Dizer que Sword Art Online: Alicization Lycoris é parte de um complicado legado talvez seja a forma mais sucinta de tentar resumir o impacto cultural que a franquia teve no mundo das mídias japonesas em todos os seus distintos campos desde a estréia da primeira temporada do anime em 2012.
Parte (se não um dos principais motivadores) do “boom” dos isekai na última década, um dos nomes mais conhecidos da retomada do crescimento em popularidade dos animes no ocidente, uma das séries que fez o seu público começar a olhar com mais carinho para light novels e capaz de utilizar os videogames como forma de expansão multimídia do seu universo.

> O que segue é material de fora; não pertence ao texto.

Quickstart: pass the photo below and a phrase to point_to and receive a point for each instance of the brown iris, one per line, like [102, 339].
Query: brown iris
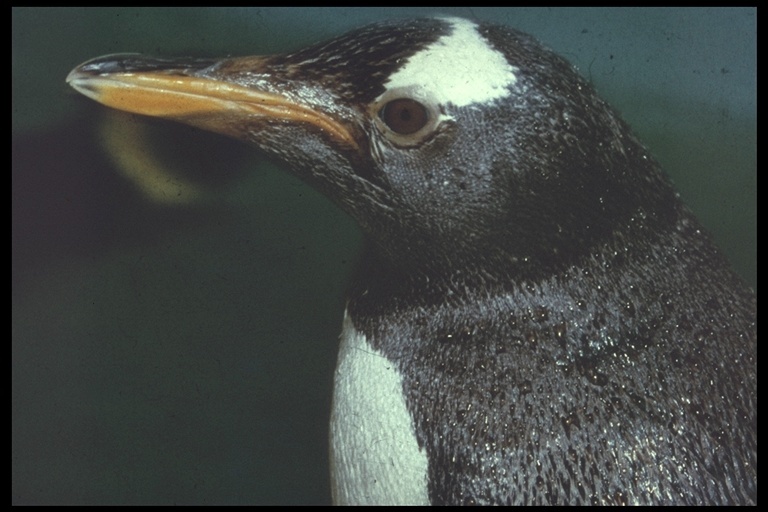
[404, 116]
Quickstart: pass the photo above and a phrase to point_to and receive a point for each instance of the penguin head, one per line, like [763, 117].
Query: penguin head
[450, 142]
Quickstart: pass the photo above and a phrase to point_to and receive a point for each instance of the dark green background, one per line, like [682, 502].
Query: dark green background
[166, 354]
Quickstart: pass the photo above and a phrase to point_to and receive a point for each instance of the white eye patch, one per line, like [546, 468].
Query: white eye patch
[460, 68]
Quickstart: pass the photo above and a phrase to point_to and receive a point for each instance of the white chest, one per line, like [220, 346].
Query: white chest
[375, 459]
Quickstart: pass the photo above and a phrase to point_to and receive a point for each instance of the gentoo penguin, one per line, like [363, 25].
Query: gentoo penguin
[537, 318]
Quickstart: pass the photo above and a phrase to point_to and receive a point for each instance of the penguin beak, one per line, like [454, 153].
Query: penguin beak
[231, 96]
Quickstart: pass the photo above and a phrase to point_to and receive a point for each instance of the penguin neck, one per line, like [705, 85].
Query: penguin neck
[383, 287]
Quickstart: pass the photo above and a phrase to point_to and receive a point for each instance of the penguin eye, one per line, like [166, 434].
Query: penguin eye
[404, 116]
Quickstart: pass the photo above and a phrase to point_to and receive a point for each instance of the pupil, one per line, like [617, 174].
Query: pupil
[404, 116]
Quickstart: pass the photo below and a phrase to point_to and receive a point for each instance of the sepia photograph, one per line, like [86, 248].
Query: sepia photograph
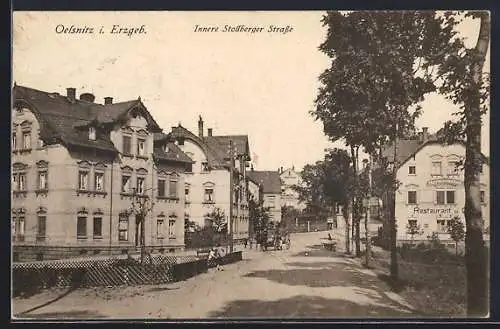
[225, 165]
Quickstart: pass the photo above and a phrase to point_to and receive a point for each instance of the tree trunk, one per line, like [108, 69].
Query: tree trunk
[367, 237]
[345, 214]
[137, 223]
[356, 211]
[393, 235]
[392, 209]
[476, 254]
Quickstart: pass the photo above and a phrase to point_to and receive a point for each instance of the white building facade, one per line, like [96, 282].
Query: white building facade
[432, 192]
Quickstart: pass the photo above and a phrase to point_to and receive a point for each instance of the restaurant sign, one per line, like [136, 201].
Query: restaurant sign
[439, 182]
[439, 212]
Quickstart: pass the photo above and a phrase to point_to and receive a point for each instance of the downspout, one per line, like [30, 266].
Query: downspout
[152, 197]
[111, 210]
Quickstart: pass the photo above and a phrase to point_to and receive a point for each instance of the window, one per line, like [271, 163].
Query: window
[123, 227]
[41, 227]
[271, 201]
[209, 195]
[204, 166]
[436, 168]
[125, 183]
[452, 168]
[26, 140]
[412, 170]
[450, 197]
[99, 181]
[42, 180]
[97, 227]
[440, 197]
[161, 187]
[442, 225]
[81, 227]
[171, 228]
[159, 228]
[19, 227]
[172, 189]
[83, 180]
[127, 145]
[141, 147]
[140, 185]
[21, 182]
[92, 134]
[412, 197]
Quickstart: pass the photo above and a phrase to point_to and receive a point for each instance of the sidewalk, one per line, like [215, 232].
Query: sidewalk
[286, 284]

Todos esses rótulos podem ser colocados sobre SAO. Assim como todos eles podem ser questionados ou, pelo menos, são tão questionáveis quanto a verdadeira qualidade do produto em si, já que impacto e sucesso nem sempre andam lado a lado com produtos da mais alta qualidade, ainda que seja bem difícil não se encantar com o mundo que SAO cria e com as possibilidades que ele apresenta.
Então, ao nos depararmos com Sword Art Online: Alicization Lycoris e a promessa de que seria o primeiro jogo baseado na franquia a adaptar diretamente os acontecimentos de um dos arcos da light novel/anime, além de contar com um investimento maior no aspecto visual, a expectativa em torno do resultado era alta, especialmente para ver se ele seria capaz de alcançar um patamar superior ao dos jogos anteriores.

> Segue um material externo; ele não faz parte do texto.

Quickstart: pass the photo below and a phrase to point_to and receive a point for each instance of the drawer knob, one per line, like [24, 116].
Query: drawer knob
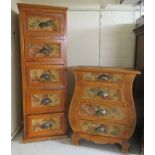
[102, 112]
[46, 125]
[103, 77]
[100, 129]
[102, 93]
[46, 76]
[46, 100]
[45, 50]
[47, 24]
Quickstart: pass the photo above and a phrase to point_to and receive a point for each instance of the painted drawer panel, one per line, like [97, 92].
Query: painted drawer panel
[46, 124]
[44, 101]
[103, 129]
[102, 93]
[46, 23]
[102, 112]
[103, 77]
[45, 75]
[45, 50]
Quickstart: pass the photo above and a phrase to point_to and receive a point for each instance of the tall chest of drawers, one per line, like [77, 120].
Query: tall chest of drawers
[102, 108]
[43, 59]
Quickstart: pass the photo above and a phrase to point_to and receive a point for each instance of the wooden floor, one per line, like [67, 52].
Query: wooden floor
[65, 147]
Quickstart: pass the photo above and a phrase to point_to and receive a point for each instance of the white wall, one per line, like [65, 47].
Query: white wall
[83, 38]
[16, 92]
[117, 39]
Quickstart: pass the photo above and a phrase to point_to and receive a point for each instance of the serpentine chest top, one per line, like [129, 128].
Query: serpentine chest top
[102, 108]
[43, 60]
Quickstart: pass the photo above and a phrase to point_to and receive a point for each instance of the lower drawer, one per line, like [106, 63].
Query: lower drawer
[103, 129]
[46, 125]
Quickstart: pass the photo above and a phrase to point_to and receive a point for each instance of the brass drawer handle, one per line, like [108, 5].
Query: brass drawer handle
[100, 129]
[46, 76]
[45, 50]
[46, 24]
[103, 77]
[102, 112]
[103, 94]
[46, 125]
[46, 100]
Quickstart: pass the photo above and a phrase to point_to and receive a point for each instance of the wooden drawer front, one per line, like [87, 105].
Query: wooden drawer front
[104, 77]
[46, 125]
[49, 23]
[97, 112]
[44, 101]
[103, 129]
[45, 50]
[102, 93]
[45, 75]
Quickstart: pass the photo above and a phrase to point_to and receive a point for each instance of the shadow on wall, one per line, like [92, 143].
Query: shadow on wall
[118, 45]
[16, 91]
[70, 91]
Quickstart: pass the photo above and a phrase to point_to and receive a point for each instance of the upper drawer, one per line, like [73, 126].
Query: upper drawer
[46, 75]
[103, 77]
[45, 50]
[41, 23]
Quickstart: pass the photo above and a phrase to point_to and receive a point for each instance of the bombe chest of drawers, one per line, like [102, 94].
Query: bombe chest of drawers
[102, 108]
[43, 61]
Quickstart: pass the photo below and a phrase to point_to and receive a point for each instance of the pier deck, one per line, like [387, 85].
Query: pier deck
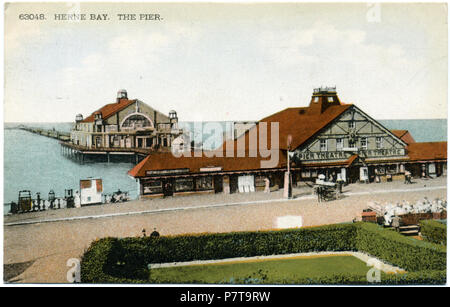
[52, 133]
[80, 152]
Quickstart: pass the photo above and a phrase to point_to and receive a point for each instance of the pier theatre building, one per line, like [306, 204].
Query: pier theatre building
[126, 126]
[328, 137]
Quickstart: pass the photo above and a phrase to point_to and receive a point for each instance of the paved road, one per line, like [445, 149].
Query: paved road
[48, 246]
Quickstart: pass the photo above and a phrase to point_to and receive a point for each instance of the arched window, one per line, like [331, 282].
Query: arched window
[136, 121]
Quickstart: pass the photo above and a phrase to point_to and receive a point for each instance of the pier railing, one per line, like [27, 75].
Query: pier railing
[38, 204]
[52, 133]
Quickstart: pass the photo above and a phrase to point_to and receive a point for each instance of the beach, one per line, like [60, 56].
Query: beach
[38, 245]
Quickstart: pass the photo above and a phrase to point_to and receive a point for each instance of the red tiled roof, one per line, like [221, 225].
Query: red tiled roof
[345, 163]
[110, 109]
[427, 151]
[404, 135]
[168, 161]
[300, 123]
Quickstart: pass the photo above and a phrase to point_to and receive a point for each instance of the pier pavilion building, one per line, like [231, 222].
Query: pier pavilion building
[328, 137]
[124, 126]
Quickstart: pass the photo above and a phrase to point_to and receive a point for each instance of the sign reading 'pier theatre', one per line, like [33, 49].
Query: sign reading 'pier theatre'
[312, 156]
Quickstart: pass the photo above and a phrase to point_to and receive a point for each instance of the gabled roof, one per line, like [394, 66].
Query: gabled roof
[110, 109]
[167, 161]
[427, 151]
[404, 135]
[300, 123]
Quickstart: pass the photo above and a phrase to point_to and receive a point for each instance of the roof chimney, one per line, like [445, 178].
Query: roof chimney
[322, 98]
[122, 94]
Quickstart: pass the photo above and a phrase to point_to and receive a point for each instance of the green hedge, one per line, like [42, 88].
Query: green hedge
[113, 260]
[433, 231]
[410, 278]
[405, 252]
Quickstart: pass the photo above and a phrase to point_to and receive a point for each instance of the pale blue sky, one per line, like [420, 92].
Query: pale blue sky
[227, 62]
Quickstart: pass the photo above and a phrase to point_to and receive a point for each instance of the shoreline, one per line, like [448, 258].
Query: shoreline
[48, 246]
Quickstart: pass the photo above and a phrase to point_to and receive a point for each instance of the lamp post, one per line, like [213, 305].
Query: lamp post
[287, 180]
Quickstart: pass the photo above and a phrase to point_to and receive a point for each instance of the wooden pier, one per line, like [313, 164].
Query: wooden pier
[83, 154]
[51, 133]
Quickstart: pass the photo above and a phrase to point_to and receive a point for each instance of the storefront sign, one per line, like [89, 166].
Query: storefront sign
[168, 171]
[339, 155]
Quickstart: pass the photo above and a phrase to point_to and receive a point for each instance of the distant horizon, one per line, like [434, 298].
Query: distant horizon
[227, 60]
[249, 120]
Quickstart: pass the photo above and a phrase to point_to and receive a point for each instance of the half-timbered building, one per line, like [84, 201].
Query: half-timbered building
[328, 137]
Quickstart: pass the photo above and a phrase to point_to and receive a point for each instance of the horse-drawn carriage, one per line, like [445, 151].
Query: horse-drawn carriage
[327, 191]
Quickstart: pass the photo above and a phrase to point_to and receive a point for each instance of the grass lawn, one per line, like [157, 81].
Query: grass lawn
[273, 269]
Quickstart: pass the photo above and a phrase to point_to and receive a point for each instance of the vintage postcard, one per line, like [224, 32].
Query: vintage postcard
[228, 144]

Infelizmente, todo o trabalho da Aquria, desenvolvedora intrinsecamente ligada à franquia por ter sido a responsável por Hollow Fragment e Hollow Realization e que volta agora a ela, parece ter sido em vão. Não há absolutamente outra forma de colocar o resultado final do que é Alicization Lycoris, mesmo depois de patches, além de uma total e completa tragédia.
Tudo isso é perceptível desde o começo pelos graves problemas técnicos que o jogo possui a cada pequeno instante praticamente desde o primeiro segundo e que quase tornam o jogo passível de ser usado como exemplo em cursos de desenvolvimento de jogos para se exemplificar em que tipo de estado um jogo não deveria ser lançado.
Os problemas são imensos e incluem loadings imensos que deveriam servir para garantir que todo o cenário fosse carregado antes do jogo iniciar mas ainda assim é gritante a quantidade de texturas aparecendo enquanto as cenas vão ocorrendo, passam por um dos piores framerates já vistos em um JRPG que tornam tanto a exploração quanto o combate (que é em tempo real, diga-se) quase insuportáveis e ainda se refletem em bugs como missões que não iniciam, inimigos que não aparecem ou o jogo crasheando a qualquer momento.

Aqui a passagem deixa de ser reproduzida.